Drivezy’s Tech Stack

Like most startups, Drivezy began its journey with a monolithic architecture, built for a single offering in a single city. A single codebase solved most of their core business problems which included mostly customer verification, billing and payments. Things changed quickly as it moved into more cities and diversified the products.

The company has developed all its product requirements in-house. The key elements of technology include machine learning algorithms to optimise business processes, IoT network to monitor and manage operational vehicles, and website and mobile applications.

And the company has deployed a composite IoT system that feeds data inputs round the clock to track and analyse vehicle performance.

When customers sign up on Drivezy, the company is obliged to scan and verify their identity and driver’s license. In 2018, when new customer sign-ups shot up by 128%, it began using AI and machine learning to profile customers, verify their driver’s license, image validation of vehicles before starting and ending trips and OCR. And the machine learning algorithms that carry out the customer identity verification are written in Python.

Today, as a vehicle sharing platform with a presence in almost a dozen cities, Drivezy generates a considerable amount of complex data every day. And it uses analytics in almost all of its verticals of business, right from driving customer retention to all the marketing campaigns.

“We optimise our pricing algorithms on historical data and constantly tweak our products and offerings based on the results. We have also developed an analytics system that helps owners track their monthly earnings, bookings received, and status of their listed vehicle,” said Singh.

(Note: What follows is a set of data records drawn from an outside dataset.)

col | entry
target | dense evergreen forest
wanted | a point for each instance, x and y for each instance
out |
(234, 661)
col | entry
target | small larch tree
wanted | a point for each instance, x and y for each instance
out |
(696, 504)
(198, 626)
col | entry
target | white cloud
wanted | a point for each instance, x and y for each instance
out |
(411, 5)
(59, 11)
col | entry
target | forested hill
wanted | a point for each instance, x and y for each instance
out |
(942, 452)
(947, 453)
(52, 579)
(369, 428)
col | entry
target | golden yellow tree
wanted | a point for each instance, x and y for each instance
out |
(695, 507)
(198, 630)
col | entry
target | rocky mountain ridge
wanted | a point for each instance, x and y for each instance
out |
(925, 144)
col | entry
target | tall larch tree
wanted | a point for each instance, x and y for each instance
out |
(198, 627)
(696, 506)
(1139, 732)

Employee And Customer Centricity

Being a startup with a highly modular operational structure that allows the company to innovate constantly, Drivezy always looks for people with a passion to achieve something big. Also, the company has an induction program that aims to acquaint every candidate with the details of other divisions in order to help the candidate develop a better understanding of our business and work in tandem.

“Our engineers have direct access to mentors at Google who guide the development of our core technology and integration of new features,” Singh added.

See Also

That is not all, since inception, Drivezy have maintained a customer-centric approach to creating a positive experience. When developing new products and services, the company make sure to take into account what customers actually need.

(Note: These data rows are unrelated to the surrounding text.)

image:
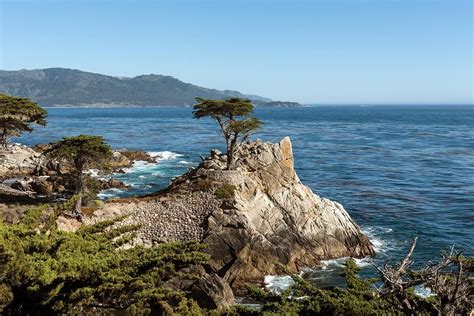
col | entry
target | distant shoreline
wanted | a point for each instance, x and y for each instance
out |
(454, 106)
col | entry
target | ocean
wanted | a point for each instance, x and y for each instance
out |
(400, 171)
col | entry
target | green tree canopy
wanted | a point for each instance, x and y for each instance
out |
(81, 152)
(234, 119)
(17, 115)
(44, 271)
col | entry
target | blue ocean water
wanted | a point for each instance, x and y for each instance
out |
(400, 171)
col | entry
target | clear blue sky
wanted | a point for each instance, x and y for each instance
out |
(334, 51)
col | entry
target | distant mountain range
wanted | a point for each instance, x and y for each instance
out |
(69, 87)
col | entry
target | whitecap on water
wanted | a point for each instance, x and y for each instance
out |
(376, 236)
(164, 155)
(184, 162)
(278, 283)
(110, 193)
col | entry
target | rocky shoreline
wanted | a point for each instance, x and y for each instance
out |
(256, 220)
(27, 177)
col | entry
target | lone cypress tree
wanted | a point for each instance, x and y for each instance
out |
(17, 115)
(234, 119)
(81, 152)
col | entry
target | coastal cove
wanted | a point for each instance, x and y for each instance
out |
(400, 172)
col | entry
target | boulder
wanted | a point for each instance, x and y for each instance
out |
(254, 218)
(17, 160)
(42, 186)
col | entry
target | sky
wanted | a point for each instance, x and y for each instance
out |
(319, 52)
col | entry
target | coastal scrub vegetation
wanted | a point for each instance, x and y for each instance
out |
(44, 271)
(17, 115)
(234, 119)
(47, 271)
(81, 152)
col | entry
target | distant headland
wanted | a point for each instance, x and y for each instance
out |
(74, 88)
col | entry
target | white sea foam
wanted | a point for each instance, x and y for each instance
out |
(376, 235)
(278, 283)
(110, 193)
(164, 155)
(184, 162)
(140, 166)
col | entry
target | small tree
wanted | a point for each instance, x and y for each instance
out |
(45, 271)
(17, 115)
(234, 119)
(81, 152)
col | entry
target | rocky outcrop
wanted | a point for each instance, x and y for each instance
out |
(17, 160)
(253, 219)
(33, 178)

“To do this, we employ a dual strategy which includes – social listening and keyword analysis,”  said Singh. “First and foremost, we intensively monitor social media channels for mentions of our brand, products and competitors and any keywords relevant to our business. Keeping tabs on social media sentiment is a key element of our social listening process.”

This process of understanding how people feel about Drivezy and its service has always helped the company to keep its marketing and product development efforts on track.

The Roadmap Ahead

While other companies in the space are buying and deploying our own vehicles, Drivezy is providing a platform that links individual owners, vehicle dealerships and fleet owners to the end consumer. And it believes that this what set Drivezy apart in the industry today.

“Cars and bikes have always been frowned upon as they are depreciating assets and quite expensive. Drivezy challenges this notion by helping people monetise their idle vehicles,” Singh concluded.

Looking into the future, the company is looking to expand its reach overseas — it is going launch a car sharing pilot in the US next month and hopes to follow it up with more countries in South East Asia.

In terms of technology, Drivezy is upgrading its entire fleet with keyless IoT devices that would allow customers to unlock their vehicles through the Drivezy app. Subsequently, it is also planning to launch a one-way rental service for both cars and bikes, allowing customers to pick and drop their vehicles at any of its parking locations.